1723-09-24, de Voltaire [François Marie Arouet] à François Augustin Paradis de Moncrif.

Il n'y avoit qu'une lettre aussi aimable que la vôtre et les assurances touchantes que vous me donnez de votre amitié qui pussent adoucir la douleur où je suis de la mort de notre pauvre ami.
Je le regretterai toute ma vie; et toute ma vie je serai charmé de retrouver dans la sensibilité de votre cœur et dans les agrémens de votre esprit la consolation dont j'ai besoin.
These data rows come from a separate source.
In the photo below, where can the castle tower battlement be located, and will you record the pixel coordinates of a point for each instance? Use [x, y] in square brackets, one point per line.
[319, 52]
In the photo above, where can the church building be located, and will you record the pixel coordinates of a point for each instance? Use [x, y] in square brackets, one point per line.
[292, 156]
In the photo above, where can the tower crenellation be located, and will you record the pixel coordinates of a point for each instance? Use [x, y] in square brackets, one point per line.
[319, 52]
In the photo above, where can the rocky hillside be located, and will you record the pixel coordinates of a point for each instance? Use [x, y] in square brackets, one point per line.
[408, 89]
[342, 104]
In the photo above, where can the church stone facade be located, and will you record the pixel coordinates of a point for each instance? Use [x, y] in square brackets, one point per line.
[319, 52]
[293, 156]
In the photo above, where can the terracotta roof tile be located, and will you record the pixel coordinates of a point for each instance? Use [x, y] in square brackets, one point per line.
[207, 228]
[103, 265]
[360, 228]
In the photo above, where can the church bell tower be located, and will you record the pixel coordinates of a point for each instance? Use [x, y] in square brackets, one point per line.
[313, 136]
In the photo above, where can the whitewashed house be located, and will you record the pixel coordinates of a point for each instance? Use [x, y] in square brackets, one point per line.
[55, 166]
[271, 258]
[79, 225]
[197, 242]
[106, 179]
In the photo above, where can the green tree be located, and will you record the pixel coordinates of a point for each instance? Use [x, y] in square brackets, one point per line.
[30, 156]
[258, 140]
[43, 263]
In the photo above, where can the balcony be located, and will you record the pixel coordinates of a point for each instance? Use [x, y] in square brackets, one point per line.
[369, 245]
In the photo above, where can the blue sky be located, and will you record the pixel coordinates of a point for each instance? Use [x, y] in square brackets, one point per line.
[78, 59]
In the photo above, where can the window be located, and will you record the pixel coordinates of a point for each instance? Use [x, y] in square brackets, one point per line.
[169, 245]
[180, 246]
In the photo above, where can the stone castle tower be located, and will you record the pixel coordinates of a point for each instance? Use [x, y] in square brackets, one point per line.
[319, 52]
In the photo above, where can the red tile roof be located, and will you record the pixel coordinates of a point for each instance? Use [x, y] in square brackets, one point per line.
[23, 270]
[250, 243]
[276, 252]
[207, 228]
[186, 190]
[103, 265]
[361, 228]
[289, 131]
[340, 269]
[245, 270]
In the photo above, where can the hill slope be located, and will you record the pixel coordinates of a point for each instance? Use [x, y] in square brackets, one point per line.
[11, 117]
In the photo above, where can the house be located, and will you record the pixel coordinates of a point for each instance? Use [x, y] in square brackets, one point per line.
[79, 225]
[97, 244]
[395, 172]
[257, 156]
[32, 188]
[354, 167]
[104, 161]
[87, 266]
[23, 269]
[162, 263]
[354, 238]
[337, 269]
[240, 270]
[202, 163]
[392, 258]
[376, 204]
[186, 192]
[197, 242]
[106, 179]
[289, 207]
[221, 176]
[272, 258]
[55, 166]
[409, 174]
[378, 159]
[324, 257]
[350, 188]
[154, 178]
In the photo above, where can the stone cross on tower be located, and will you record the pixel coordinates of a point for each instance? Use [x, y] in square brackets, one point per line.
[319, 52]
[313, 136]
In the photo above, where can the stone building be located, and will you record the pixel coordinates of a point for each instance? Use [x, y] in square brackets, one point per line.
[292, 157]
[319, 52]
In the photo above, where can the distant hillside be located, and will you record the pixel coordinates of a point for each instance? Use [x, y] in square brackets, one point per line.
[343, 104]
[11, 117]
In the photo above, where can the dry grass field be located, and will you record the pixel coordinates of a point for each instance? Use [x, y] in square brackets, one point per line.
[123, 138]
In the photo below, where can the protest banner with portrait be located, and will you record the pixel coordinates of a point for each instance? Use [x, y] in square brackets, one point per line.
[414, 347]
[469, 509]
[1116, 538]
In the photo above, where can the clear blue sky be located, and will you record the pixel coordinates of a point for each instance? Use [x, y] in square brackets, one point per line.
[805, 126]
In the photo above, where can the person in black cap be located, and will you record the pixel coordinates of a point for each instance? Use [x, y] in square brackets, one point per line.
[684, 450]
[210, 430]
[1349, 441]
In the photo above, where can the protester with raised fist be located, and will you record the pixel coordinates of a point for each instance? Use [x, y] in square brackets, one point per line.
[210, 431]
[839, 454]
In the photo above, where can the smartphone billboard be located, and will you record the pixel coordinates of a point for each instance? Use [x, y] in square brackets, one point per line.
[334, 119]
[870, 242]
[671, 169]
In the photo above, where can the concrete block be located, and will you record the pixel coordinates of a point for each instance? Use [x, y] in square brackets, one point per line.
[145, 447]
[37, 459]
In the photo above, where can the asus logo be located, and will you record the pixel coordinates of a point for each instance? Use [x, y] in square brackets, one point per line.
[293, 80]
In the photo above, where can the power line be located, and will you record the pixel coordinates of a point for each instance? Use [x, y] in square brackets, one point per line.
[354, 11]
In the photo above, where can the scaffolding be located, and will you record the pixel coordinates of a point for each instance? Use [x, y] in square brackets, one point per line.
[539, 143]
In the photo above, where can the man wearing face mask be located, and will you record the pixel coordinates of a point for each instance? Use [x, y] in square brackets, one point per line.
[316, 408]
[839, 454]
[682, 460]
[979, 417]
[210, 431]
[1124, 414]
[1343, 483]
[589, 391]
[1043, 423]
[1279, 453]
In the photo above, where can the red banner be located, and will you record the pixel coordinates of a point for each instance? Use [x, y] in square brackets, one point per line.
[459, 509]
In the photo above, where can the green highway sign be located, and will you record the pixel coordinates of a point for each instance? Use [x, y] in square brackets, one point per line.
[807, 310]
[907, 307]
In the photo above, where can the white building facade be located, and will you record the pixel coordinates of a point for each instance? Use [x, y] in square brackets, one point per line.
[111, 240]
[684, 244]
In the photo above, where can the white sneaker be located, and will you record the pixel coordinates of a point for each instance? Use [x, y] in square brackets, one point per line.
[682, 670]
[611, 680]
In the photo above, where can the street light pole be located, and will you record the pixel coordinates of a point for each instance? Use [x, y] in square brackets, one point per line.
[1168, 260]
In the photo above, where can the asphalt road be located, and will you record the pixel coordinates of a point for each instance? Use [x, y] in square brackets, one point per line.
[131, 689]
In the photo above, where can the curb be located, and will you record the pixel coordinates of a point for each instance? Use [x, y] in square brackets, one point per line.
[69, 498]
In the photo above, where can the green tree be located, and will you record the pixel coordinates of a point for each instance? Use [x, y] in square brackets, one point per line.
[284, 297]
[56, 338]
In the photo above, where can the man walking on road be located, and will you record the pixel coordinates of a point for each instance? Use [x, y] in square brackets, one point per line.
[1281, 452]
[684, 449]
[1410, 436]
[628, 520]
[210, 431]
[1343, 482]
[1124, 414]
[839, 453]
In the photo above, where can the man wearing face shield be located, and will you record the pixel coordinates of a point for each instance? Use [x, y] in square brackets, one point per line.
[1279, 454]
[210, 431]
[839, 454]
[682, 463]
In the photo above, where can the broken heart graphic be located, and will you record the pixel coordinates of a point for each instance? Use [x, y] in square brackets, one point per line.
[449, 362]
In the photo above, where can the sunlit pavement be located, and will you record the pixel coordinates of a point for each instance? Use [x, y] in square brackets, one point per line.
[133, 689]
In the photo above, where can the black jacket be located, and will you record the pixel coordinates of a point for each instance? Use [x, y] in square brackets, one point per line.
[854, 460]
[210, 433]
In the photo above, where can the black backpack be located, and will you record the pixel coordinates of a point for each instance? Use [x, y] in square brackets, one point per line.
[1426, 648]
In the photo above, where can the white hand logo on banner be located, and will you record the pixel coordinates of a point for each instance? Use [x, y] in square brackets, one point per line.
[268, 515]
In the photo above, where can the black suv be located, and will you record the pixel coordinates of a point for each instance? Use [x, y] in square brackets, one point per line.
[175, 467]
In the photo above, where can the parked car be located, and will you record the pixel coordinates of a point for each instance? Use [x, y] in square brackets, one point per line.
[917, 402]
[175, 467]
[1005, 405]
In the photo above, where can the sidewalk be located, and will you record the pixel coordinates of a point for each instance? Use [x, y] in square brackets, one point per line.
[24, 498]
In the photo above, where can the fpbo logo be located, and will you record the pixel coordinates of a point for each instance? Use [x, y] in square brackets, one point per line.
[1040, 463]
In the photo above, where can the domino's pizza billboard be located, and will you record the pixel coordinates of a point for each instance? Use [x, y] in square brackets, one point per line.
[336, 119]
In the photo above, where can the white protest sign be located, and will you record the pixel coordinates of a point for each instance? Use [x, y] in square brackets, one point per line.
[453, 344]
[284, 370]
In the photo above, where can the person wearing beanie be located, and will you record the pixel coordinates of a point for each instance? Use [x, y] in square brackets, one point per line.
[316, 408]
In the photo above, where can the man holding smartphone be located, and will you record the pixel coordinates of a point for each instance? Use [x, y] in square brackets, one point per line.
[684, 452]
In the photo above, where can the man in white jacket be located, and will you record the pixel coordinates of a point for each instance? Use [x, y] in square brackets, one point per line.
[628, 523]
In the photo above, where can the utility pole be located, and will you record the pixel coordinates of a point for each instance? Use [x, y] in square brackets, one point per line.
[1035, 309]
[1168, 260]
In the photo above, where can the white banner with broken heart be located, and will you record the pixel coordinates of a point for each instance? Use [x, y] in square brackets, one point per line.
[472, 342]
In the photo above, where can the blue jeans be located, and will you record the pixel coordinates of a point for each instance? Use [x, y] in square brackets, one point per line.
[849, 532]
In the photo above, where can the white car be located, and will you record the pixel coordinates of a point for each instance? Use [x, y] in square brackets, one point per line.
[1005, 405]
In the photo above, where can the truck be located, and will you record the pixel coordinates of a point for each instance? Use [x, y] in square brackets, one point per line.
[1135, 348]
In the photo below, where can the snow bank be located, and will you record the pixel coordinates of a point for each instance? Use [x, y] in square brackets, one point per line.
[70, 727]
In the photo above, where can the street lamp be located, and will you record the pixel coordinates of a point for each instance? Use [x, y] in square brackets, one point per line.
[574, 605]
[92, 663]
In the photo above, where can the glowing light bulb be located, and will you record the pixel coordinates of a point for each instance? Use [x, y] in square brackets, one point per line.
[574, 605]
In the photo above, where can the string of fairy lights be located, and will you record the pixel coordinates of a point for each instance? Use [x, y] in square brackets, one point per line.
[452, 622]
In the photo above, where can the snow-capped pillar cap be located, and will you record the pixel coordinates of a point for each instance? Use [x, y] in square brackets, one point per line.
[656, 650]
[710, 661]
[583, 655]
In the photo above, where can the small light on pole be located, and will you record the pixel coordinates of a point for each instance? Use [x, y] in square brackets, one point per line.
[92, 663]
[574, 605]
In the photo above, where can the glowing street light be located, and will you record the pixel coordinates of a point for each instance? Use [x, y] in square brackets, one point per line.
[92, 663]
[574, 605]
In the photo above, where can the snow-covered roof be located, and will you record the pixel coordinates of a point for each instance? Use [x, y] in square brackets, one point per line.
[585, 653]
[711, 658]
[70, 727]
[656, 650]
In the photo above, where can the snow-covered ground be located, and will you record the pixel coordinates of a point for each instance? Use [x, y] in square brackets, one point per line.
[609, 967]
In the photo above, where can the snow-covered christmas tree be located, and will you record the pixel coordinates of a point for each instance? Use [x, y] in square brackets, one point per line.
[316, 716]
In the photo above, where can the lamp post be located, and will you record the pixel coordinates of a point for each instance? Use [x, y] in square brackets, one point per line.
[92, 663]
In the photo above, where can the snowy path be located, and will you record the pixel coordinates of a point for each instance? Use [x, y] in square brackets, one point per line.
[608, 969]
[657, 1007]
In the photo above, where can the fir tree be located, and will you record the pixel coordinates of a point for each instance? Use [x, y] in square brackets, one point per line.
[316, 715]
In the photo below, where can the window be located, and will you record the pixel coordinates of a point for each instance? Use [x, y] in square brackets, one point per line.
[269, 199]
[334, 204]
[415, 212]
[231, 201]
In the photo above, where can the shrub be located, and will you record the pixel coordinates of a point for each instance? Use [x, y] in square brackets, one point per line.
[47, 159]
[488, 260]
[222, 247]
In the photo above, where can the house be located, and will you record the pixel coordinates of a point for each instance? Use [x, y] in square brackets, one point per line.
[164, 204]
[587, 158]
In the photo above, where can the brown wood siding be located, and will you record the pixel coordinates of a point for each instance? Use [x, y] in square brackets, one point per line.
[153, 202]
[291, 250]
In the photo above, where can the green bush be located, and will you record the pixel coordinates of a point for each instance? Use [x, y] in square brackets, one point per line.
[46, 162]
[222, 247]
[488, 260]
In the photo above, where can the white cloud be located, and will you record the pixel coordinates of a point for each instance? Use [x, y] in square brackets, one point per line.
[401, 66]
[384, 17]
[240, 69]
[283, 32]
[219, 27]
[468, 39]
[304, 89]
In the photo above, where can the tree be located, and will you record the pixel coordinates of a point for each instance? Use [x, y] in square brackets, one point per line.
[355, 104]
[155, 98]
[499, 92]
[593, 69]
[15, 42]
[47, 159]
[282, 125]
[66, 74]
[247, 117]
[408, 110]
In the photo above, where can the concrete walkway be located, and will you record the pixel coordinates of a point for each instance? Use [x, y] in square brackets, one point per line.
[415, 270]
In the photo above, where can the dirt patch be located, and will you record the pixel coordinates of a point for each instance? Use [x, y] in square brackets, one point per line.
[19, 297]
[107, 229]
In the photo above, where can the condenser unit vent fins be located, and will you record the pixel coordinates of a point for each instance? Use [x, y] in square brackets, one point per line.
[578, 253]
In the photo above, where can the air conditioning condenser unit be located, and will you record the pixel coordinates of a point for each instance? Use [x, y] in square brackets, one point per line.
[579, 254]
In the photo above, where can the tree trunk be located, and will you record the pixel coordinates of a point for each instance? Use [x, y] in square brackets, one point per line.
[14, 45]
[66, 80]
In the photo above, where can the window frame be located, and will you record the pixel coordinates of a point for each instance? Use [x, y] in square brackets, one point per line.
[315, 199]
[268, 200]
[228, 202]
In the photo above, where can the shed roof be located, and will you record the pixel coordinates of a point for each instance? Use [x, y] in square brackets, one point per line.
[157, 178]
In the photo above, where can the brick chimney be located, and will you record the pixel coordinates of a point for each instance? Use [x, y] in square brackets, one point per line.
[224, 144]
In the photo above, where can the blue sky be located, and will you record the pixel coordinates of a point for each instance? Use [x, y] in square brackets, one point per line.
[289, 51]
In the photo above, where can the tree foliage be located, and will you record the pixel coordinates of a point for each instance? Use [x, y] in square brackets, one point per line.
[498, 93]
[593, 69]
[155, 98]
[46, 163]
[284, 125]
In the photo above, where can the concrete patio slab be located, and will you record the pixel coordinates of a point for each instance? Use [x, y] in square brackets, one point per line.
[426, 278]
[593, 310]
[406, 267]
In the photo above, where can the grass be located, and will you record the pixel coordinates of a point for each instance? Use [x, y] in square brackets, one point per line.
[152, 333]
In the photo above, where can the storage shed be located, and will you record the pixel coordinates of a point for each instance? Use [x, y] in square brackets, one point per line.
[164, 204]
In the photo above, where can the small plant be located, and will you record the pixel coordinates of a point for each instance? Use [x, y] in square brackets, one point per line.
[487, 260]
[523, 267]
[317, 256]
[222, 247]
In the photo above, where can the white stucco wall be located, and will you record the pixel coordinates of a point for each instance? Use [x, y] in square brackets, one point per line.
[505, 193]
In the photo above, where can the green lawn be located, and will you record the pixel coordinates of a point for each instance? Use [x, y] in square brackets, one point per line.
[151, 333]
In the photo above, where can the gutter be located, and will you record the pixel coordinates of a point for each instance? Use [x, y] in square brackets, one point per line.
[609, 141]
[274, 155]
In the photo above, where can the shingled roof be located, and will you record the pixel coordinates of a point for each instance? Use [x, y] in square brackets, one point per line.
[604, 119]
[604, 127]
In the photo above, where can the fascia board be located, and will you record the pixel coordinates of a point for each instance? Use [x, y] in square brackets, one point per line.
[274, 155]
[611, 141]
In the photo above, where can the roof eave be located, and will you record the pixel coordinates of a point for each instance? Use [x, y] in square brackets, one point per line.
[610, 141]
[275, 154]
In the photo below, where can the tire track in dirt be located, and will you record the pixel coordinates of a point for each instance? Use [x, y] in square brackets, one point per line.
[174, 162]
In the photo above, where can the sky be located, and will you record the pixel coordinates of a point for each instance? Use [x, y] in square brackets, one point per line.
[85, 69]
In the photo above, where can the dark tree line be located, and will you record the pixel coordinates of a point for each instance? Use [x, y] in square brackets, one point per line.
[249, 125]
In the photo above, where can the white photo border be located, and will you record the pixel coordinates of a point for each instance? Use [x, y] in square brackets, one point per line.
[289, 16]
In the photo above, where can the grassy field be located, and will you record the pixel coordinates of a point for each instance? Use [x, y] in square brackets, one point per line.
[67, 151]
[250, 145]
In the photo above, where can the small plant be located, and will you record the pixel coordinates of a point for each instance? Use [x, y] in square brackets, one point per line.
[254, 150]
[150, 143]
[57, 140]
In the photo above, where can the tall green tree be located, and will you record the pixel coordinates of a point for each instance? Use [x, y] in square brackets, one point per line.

Je vous demande en grâce mon cher Montgriff de nous donner quelquefois de vos nouvelles et de nous en mander un peu de la république des lettres. Madame de Berniere et Tiriot vous font mille complimens. Je crois que vous n'avez pas besoin que je vous fasse de nouvelles prostestations d'estime et d'amitié. Regardez moi toujours comme l'homme du monde qui vous est le plus tendrement ataché. Dites je vous en prie à monsieur d'Argenson que je suis bien ennuié de le voir lieutenant de police. J'ai pourtant besoin de lui car il faudra qu'il mette bientôt son nom au bas de Marianne. J'ai encor plus besoin de son aprobation que de sa signature. Je travaille ici jour et nuit à mériter la vôtre. Si vous savez ce qui se passe dans la république comique vous me ferez grand plaisir de me le mander car j'ai extrêment envie de prendre de justes mesures pour que Marianne soit jouée cet hiver. On dit qu'Inès est furieusement enlaidie sur le papier. La joue t'on encore? la rejouera t'on cet hiver? Crébillon n'a t'il point quelque échafaut à faire représenter pour la st Martin? Instruisez moi de tout cela et aimez moi comme je vous aime. Adieu.